Nascido Max Newton Figueiredo Pereira Nunes em 17 de abril de 1922, no bairro de Vila Isabel, no Rio de Janeiro, herdou a veia artística do pai, Lauro Nunes, jornalista e roteirista de esquetes para a Rádio Mayrink Veiga. Formou-se em medicina em 1948 e se especializou em cardiologia.
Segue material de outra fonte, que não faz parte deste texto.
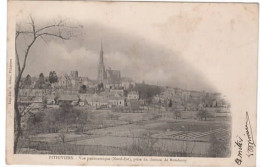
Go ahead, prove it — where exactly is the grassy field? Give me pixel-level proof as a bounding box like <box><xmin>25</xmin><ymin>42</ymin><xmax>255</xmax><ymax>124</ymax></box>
<box><xmin>21</xmin><ymin>108</ymin><xmax>230</xmax><ymax>157</ymax></box>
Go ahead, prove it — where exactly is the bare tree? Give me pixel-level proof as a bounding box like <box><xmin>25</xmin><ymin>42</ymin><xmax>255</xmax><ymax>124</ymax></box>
<box><xmin>14</xmin><ymin>16</ymin><xmax>74</xmax><ymax>153</ymax></box>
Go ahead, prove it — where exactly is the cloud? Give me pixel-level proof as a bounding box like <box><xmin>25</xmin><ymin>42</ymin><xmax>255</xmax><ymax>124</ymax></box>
<box><xmin>20</xmin><ymin>22</ymin><xmax>212</xmax><ymax>90</ymax></box>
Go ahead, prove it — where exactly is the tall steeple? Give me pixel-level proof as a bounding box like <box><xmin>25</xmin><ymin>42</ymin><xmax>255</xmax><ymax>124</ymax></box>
<box><xmin>97</xmin><ymin>41</ymin><xmax>107</xmax><ymax>84</ymax></box>
<box><xmin>99</xmin><ymin>41</ymin><xmax>104</xmax><ymax>64</ymax></box>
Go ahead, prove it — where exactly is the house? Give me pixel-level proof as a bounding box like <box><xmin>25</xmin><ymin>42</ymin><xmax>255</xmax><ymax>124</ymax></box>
<box><xmin>109</xmin><ymin>89</ymin><xmax>124</xmax><ymax>96</ymax></box>
<box><xmin>58</xmin><ymin>95</ymin><xmax>79</xmax><ymax>105</ymax></box>
<box><xmin>109</xmin><ymin>96</ymin><xmax>125</xmax><ymax>107</ymax></box>
<box><xmin>127</xmin><ymin>91</ymin><xmax>139</xmax><ymax>100</ymax></box>
<box><xmin>46</xmin><ymin>95</ymin><xmax>56</xmax><ymax>105</ymax></box>
<box><xmin>86</xmin><ymin>94</ymin><xmax>109</xmax><ymax>109</ymax></box>
<box><xmin>127</xmin><ymin>99</ymin><xmax>140</xmax><ymax>112</ymax></box>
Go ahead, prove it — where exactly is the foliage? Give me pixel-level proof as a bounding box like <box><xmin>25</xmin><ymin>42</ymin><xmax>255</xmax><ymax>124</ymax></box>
<box><xmin>208</xmin><ymin>134</ymin><xmax>231</xmax><ymax>157</ymax></box>
<box><xmin>79</xmin><ymin>85</ymin><xmax>87</xmax><ymax>93</ymax></box>
<box><xmin>174</xmin><ymin>110</ymin><xmax>181</xmax><ymax>119</ymax></box>
<box><xmin>49</xmin><ymin>71</ymin><xmax>58</xmax><ymax>84</ymax></box>
<box><xmin>23</xmin><ymin>74</ymin><xmax>32</xmax><ymax>88</ymax></box>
Em entrevista concedida ao Estado em agosto de 2003, contou que exerceu a medicina até o fim dos anos 1980. “Até tentaram me fazer interpretar, mas nunca quis porque sempre tive muitas coisas para fazer. Tinha hospital, plantão e eu podia escrever nas horas de folga”, contou ao Caderno 2.

Vizinho de Noel Rosa, foi incentivado a cantar e chegou a participar de programas de rádio. Aos 48 anos, compôs, ao lado de Laércio Alves, um clássico de carnavais, o hit Bandeira Branca, gravado inicialmente por Dalva de Oliveira, ainda nos anos 1970. Passou pelas rádios Tupi e Nacional. No teatro, produziu 36 peças, todas fruto de seu trabalho pra a Rádio Nacional.

Max lamentava, já nos anos 2000, que a “inteligência” no humor tivesse sido “substituída pelo palavrão”. “As piadas passaram a ser do umbigo para baixo”, disse na época.

Mas, veterano da TV, bem sabia defender seu conteúdo e história e assim o fez em seu relato ao livro 50/50: “Muita gente acha que a nossa televisão não é muito boa, avaliação preconceituosa e injusta, num país em que o dinheiro não é muito bom, onde o ensino não é muito bom, onde até o governo não é muito bom, porque a TV, que é uma das nossas melhores coisas, teria que ser maravilhosa?”